Email Marketers Are Failing to Engage New Subscribers

Three months after opting in to email programs, the great majority of people fail to engage with the senders in any way, shape, or form. Epsilon’s Q4 Email Benchmarks study, released today, reported that only 34% of new subscribers initiated another interaction in the quarter, and that’s four percentage points less than last year.

Half of the average company’s email file was active during the quarter, says Epsilon, but only 14% on the list were classified as “Superstars” who opened or clicked on an email within the previous three months. A third of the file engaged farther back than three months, but the largest segment, at 41%, was comprised of “Dormants” who had been inactive for at least a year.

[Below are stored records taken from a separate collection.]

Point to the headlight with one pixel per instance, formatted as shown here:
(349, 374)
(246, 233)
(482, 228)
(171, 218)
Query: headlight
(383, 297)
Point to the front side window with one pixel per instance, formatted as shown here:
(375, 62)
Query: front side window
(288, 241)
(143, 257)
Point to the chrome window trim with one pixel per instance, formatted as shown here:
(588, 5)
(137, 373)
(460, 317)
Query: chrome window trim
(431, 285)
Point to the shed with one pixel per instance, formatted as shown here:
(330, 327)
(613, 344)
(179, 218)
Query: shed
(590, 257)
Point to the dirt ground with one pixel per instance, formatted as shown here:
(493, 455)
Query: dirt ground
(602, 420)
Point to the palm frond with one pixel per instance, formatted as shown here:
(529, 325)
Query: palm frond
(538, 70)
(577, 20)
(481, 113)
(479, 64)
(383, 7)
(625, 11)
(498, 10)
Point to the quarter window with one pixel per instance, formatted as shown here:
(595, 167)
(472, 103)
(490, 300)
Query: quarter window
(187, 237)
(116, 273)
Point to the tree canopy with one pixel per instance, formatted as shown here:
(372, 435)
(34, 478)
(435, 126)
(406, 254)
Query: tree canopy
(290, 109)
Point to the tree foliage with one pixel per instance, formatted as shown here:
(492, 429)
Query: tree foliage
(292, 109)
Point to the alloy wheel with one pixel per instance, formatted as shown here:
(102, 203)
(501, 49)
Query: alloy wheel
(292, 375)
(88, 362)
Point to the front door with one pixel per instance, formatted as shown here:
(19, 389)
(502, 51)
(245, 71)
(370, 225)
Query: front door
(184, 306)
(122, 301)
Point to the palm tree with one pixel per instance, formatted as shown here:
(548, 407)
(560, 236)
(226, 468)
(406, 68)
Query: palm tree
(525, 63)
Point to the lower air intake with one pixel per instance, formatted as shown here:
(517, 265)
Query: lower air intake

Epsilon’s study of more than 12 billion emails across 13 verticals sent between October and December 2014 discovered that more email marketers are adopting tactics such as adaptive content, timing metrics, and social data integration to increase relevancy and send up engagement levels. 

Triggered emails that respond to specific interactions such as sign-ups or abandoned carts accounted for about 4% of emails sent during the quarter. Their open rates continued to track around 50% higher than business-as-usual emails (BAUs), though that heightened performance was eight percentage points higher in 2013.

Click rates for triggered emails outpaced BAUs by a factor of 136%. The highest open rates were achieved by companies in general financial services (66%), credit cards and banking (56%), and pharmaceuticals (55%). The highest click rates—all in the 12% range—were won by apparel retailers, consumer publishers, and pharma companies.

The highest open rates across the board in Q4 were turned in by credit cards and banking (48%), general retail (40%), and general financial services (35.7%). The highest click rates came in business publishing (7.1%) and consumer publishing (5.5%). The only vertical to produce a sub-3% click rate was travel and hospitality at 2.8%.